I don't have any more ideas right now (maybe with exception of last frame
on screen with specified duration mpegs - not checked Your bugfix in that
way, maybe already there?).
Generally all those requirements are the effect of two things:

- Our network construction, client terminal concept, clients quantity, and
profile usage - probably you know it well aready ;)

- I belive in statistic :) Probably there will be much more problems with
underlying hardware and OS, that xibo itself:

Windows is stored on read only CF cards, xibo lib and confs (and
nothing more) stored on hdd
with disabled cache so there is no unnessesary disk writes.
In some-already-stored-file related problem, xibo probably
won't be able to fix it. There probably will be some hardware malfunction,
so human intervention will be nessessary, independently of xibo's affort
to act nice...

> I hope this makes sense?

Yes. If You have any further comments, please share :)

PS. Some clients creashed recently on devel version (compiled somewhere
near first filecheck version after Mariusz's bugreport)
There was already unstable connection-> client crash fix?
If yes, maybe there is some way to debug them and help fixing xibo again
:)

> --
> To answer this request for more information, you can either reply to
> this email or enter your reply at the following page:
> https://answers.launchpad.net/xibo/+question/93734
>
> You received this question notification because you are a direct
> subscriber of the question.
>

Revision history for this message
Dan Garner (dangarner) said :
#16

OK great - I'll draft a better specification over the next few days and add it to the blueprint [https://blueprints.launchpad.net/xibo/+spec/dotnetclient-improve-filemanagement]. I'll include a "number of days" development effort in case anyone is interested in offering a bounty (assuming we don't decide to put it in 1.0.5). Can you "solve" this question and subscribe to the blueprint for updates.
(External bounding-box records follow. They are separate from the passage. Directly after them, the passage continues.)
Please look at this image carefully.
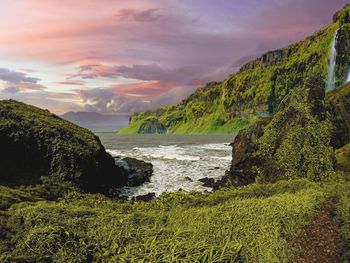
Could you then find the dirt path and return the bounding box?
[290,199,341,263]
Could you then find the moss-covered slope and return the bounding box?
[221,77,350,187]
[121,6,350,133]
[0,100,127,195]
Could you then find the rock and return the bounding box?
[221,77,335,187]
[137,118,167,134]
[0,100,127,197]
[326,83,350,149]
[198,177,215,188]
[219,118,271,189]
[335,143,350,173]
[131,193,156,202]
[116,157,153,186]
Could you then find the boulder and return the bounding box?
[132,193,156,202]
[115,157,153,186]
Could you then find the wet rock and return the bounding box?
[115,157,153,186]
[132,193,156,202]
[198,177,215,188]
[0,100,127,198]
[221,77,335,187]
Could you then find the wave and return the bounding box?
[133,145,200,161]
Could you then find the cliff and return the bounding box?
[0,100,128,196]
[121,5,350,133]
[221,78,350,187]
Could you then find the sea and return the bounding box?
[95,132,234,198]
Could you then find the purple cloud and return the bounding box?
[0,68,40,83]
[2,87,20,94]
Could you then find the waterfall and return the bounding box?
[326,28,339,90]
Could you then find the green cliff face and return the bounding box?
[221,77,350,187]
[121,6,350,133]
[0,100,127,197]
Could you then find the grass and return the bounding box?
[0,180,334,262]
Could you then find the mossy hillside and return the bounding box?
[335,143,350,172]
[122,18,346,133]
[254,78,335,182]
[0,180,328,262]
[326,83,350,148]
[0,100,127,196]
[336,178,350,262]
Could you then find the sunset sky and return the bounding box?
[0,0,347,114]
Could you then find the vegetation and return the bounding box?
[0,4,350,263]
[0,180,350,262]
[254,78,334,182]
[0,100,127,197]
[120,13,344,134]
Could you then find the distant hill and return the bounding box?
[121,5,350,133]
[61,112,129,130]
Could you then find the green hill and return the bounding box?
[0,100,128,196]
[120,5,350,133]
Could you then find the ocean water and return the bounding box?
[96,132,234,198]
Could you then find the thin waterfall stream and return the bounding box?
[326,28,339,90]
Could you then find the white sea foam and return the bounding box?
[108,137,231,197]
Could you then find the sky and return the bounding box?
[0,0,347,115]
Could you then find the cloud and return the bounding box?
[56,79,85,85]
[116,8,162,22]
[0,0,347,115]
[78,83,196,115]
[2,87,19,94]
[0,68,40,83]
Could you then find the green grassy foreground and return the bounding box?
[0,179,350,262]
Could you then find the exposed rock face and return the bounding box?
[138,118,167,134]
[132,193,156,202]
[0,100,127,196]
[224,78,335,186]
[216,118,270,189]
[123,7,342,133]
[116,157,153,186]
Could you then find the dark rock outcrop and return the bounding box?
[326,83,350,149]
[137,118,167,134]
[216,118,270,189]
[0,100,128,196]
[115,157,153,186]
[223,77,335,186]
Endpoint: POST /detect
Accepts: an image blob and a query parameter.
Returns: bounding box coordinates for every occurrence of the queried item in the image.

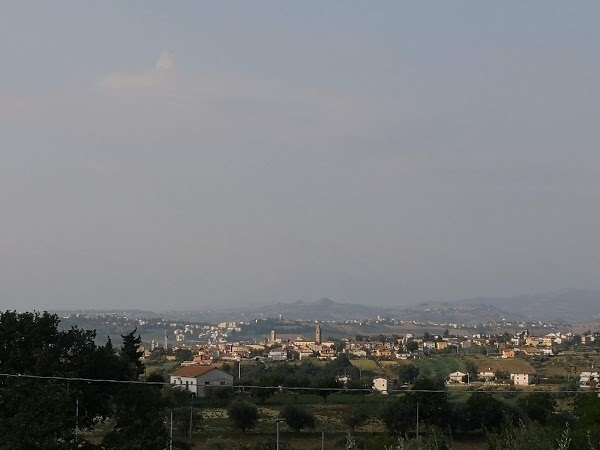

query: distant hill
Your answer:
[456,289,600,323]
[50,289,600,326]
[234,298,390,321]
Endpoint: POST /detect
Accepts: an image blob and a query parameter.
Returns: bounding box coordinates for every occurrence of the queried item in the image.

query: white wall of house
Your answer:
[510,373,533,386]
[373,378,390,394]
[171,370,233,397]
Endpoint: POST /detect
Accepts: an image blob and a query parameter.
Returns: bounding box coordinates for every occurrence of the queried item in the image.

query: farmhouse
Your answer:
[171,365,233,397]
Regarding the Client IP (which is really another question). What you suggest would work, but is a bit of a hack... the REMOTE_ADDR is not a reliable source of IP (for example when going through a proxy). There is a blueprint for this already [https://blueprints.launchpad.net/xibo/+spec/client-information-central]. If you did want to do your hack then you would put it in XMDS.php inside the RequiredFiles method.

Before we release 1.0.5 I'll build you a new EXE which you could run (if you don't mind). There have been a few things fixed recently that could have caused those crashes.

Thanks for all the time you are putting into this!

Revision history for this message
Bartek (czajka) said :
#17

OK, i've suscribed to blueprint. But no rush, it's not very urgent becouse there is already some quite fine broken files support.

About client ip - ofcourse You're right. There is a lot of different problems and possible cominations - proxy, transparent proxy, nat, etc, hard to guess what ip should be exposed in general situation.
For example when using client with nat: it's better to expose public ip where some port redirect could exist, or private client's ip that is completly unusable from server's network? Or maybe there is a lot of nics with different ips, some vpn, some ethernet, something else. So generally hard to say what is a best option :)

From the other hand, our network is based on openwrts routers (linksys 3g and linksys ethernet) in every single location. Each one have it's own ip range on lan (there also ip cameras and in some locations ip restarters that needs to be reachable, no xibo terminals only. cam's/restarter's ip must be reachable even when xibo pc die, so using such pc as vpn base was not a option :)), and lan ips ale routed to central server by vpns between router and server. So network is transparent and REMOTE_ADDR is fine. Terminal ip is related only to routers num, used internet connection is unimportant becouse of overlaying vpn. So thanks for Your advice, i'll check RequiredFiles soon :)

Crash in out current production revision (1.0.4+ something ;)) happens so so often at all. Right now it's one crash for one-two weeks. In 1.0.4 base it was something like one crash every two days. So I going to check new version with pleasure, but waitng for any test effect would took some long time, probably much longer that 1.0.5 expected release date.